あの笑顔を向けてもらえないことにショックを受ける。
(突然、そんなことを口にしたから? 何げない会話から始め、海を見たことがあるか? と聞かなければならなかった?)
勢いに任せ、十分に考えなかった自分の浅はかさを後悔する。
案の定、目の前のジゼルは何も答えない。
この沈黙がロランを押しつぶす。
ジゼルはオーブリーに見せた輝くような笑顔をロランには向けない。
――期待をしていた。海に誘えば、あの笑顔を見せてもらえると。
だが現実は違う。
息詰まりそうな沈黙だけが続く。
(大魔法使いを無力するジゼルの存在。震えるほど、怖い)
「海……いいえ……見た事はありません」
(ジゼルが返事をした!)
ロランの瞳は明るく輝く。
答えてくれた現実に喜びが湧き上がったが、目の前のジゼルは悲しげな表情を浮かべロランに微笑んだ。
(メイドやオーブリーに見せない表情。ジゼルは私にだけそんな顔を見せる。だから私はジゼルを笑顔にしたいのだ。私だけに見せる複雑な感情を受け止めたい)
その思いがロランを突き動かした。
「……そうか……」
その言葉と同時にジゼルに歩み寄り目の前に立った。
向き合う二人。
ジゼルは頬を赤くし、驚いたようにロランを見上る。その瞳は驚きに揺れている。
目を丸くし驚くジゼルの表情は少女のように可愛らしい。
ロランは怖がらせないよう笑みを浮かべ、ジゼルを抱き寄せ移動魔法を使った。
有無も言わさぬ行動にジゼルは驚いたようだが、瞼を閉じロランに体を預ける。
そのふわりとした感触に心が踊る。
信頼してくれていることが肌を通し伝わった。
(いつまでもこうしていたい!)
ロランはジゼルを強く抱きしめた。
ザー、ザザー
波の音が聞こえる。
胸の中で安心し切ったように瞼を閉じているジゼルを見て目を細める。
(この表情も私しか知らない)
対象者がはっきりとしない優越感がロランの心の空洞を埋めた。
ジゼルはゆっくりと瞼を開け目の前に広がる夜の海をみつめている。
その瞳に映る海はまるで呼吸しているような一定のリズムを刻み、瞳を揺らす。
次第に恥じらいと驚きが入り混じった表情に変わり、花がほころぶような笑顔に変わる。
(あの時も、あなたは同じ表情をした)
ロランは前世の記憶を思い出す。
喜びと愛しさが溢れでる。
(このまま抱きしめていたい。けれど束の間のこの時間はジゼルの好きなように過ごさせてあげたい)
ロランはゆっくりと腕の力を抜いた。
ジゼルは導かれるように真っ直ぐ波打ち際へと歩き出す。
愛しい人の後ろ姿を見つめ感動に胸が震えた。
(この時間が永遠に続いてほしい)
ロランは万感の思いを込めジゼルを見つめる。
砂の感触に驚きながらも楽しそうに歩いているジゼル。
その姿は月明かりを受け美しい幻のようだ。
だがジゼルは生きている。存在している。
ロランの胸が熱くなる。
柔らかな風に靡く黒髪は月明かりを受けキラキラと輝き、海に溶け込んでいた聖女の祝福がジゼルの周囲に集まり始める。

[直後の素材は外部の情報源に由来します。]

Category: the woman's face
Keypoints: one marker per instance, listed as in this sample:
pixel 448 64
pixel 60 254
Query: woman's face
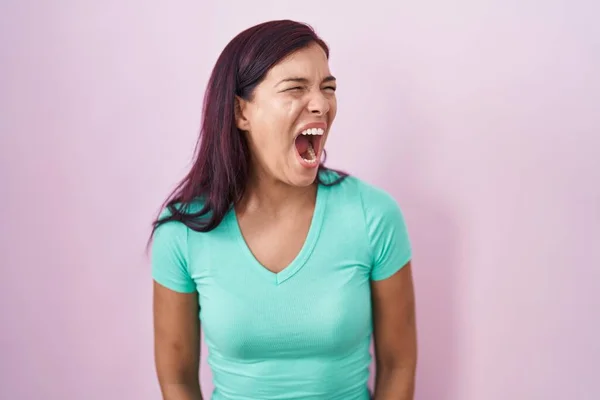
pixel 289 115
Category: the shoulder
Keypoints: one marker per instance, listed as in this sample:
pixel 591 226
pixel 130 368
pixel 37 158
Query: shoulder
pixel 374 200
pixel 386 229
pixel 170 250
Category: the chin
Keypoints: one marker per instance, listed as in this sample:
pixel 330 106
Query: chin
pixel 303 177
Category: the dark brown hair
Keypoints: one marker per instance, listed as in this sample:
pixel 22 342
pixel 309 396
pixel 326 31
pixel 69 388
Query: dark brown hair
pixel 221 164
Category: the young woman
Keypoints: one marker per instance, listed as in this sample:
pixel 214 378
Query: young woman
pixel 289 267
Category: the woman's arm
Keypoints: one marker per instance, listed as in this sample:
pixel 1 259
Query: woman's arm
pixel 177 343
pixel 395 336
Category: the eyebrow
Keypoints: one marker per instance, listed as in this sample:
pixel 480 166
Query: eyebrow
pixel 329 78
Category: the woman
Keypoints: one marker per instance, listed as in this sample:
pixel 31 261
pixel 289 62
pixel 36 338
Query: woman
pixel 288 265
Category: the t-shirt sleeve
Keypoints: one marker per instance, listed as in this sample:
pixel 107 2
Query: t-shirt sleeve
pixel 388 234
pixel 169 257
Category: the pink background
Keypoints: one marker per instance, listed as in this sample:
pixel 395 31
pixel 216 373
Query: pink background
pixel 482 118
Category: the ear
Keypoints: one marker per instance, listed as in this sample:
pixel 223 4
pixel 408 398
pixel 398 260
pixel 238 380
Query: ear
pixel 241 121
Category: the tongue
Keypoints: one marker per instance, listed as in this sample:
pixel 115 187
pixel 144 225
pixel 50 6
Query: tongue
pixel 302 143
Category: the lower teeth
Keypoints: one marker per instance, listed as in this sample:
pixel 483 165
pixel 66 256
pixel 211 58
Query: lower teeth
pixel 311 154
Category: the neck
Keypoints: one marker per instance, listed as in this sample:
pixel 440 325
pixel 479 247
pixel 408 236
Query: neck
pixel 274 197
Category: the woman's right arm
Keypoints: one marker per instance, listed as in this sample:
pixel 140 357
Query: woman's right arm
pixel 177 343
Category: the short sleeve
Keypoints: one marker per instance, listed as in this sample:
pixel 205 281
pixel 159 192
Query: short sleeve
pixel 388 234
pixel 169 257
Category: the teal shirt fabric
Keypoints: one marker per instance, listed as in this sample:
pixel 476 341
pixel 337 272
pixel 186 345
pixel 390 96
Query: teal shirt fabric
pixel 303 333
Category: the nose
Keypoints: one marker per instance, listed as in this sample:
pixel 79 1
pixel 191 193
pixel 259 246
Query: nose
pixel 318 104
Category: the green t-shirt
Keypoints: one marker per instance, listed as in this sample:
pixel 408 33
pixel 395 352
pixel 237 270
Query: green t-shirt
pixel 303 333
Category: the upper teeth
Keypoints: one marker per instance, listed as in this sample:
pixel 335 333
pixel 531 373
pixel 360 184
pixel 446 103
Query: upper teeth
pixel 313 131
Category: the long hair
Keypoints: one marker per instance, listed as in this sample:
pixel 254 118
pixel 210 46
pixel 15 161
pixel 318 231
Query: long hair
pixel 221 166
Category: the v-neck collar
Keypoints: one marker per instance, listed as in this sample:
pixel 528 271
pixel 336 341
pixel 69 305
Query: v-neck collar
pixel 303 255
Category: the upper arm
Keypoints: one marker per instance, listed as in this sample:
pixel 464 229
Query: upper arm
pixel 394 325
pixel 176 336
pixel 175 308
pixel 391 280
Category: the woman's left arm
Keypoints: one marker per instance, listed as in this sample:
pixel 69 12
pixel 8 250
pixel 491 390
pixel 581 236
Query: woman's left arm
pixel 395 336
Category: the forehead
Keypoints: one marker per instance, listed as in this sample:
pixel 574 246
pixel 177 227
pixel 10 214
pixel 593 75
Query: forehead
pixel 309 62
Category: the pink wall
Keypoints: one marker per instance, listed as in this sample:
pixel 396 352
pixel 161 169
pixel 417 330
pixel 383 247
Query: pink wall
pixel 483 120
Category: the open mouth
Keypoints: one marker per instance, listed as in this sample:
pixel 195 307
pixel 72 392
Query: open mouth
pixel 308 144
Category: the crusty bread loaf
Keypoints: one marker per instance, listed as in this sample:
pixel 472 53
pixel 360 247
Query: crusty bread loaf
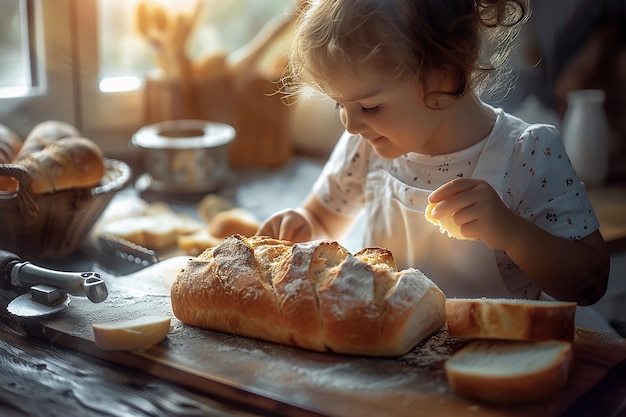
pixel 509 371
pixel 514 319
pixel 446 224
pixel 315 295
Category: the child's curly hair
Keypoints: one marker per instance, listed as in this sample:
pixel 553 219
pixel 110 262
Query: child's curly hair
pixel 467 39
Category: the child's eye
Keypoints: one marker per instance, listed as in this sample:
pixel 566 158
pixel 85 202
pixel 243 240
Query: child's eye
pixel 370 110
pixel 364 110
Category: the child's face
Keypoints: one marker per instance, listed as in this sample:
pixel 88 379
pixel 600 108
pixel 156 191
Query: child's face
pixel 390 114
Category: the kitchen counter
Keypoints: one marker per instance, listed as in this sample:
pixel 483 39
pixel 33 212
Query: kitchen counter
pixel 51 366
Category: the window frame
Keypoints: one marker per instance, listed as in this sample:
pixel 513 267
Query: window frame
pixel 52 62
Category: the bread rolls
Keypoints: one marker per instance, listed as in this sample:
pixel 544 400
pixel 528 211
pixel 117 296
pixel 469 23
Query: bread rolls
pixel 512 319
pixel 69 163
pixel 57 158
pixel 44 134
pixel 314 295
pixel 510 372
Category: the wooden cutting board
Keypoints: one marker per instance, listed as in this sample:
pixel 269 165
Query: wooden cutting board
pixel 288 381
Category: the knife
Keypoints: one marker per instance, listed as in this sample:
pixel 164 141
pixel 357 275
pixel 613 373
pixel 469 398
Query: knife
pixel 47 289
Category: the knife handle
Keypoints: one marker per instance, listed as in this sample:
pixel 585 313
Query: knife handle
pixel 85 284
pixel 7 261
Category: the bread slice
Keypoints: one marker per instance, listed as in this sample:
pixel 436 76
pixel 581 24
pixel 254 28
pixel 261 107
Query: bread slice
pixel 509 371
pixel 513 319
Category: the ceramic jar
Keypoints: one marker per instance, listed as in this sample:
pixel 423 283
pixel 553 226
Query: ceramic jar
pixel 586 135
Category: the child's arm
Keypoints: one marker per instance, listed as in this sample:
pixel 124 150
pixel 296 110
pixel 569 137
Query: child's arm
pixel 311 221
pixel 565 269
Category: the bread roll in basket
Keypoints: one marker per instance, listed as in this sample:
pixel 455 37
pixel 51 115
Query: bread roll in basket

五百年前、ジセルがカミーユだった頃、その力をこの世界に放った。
だが五回目の契りを目前にしたあの日、悲劇が起きた。
暴漢に襲われたジゼルは死ぬ直前ロランに祝福の力を渡した。その力は今もロランの中にある。
(カミーユを失った絶望の中、死ぬよりも苦しい現実の中、どれほどあなたに会いたかったか!!)
ロランの心はジゼルへの思いではち切れそうになる。
とめどなく溢れる思いに、自然と涙が流れ出る。
再び出会えた喜びと痛みが涙となって流れ出る。
(今度こそ、何があっても守り通す。再び私の前に現れてくれたこの奇跡を無駄にしたくない。ジゼル、あなたが笑ってくれるなら、私はなんだって出来る)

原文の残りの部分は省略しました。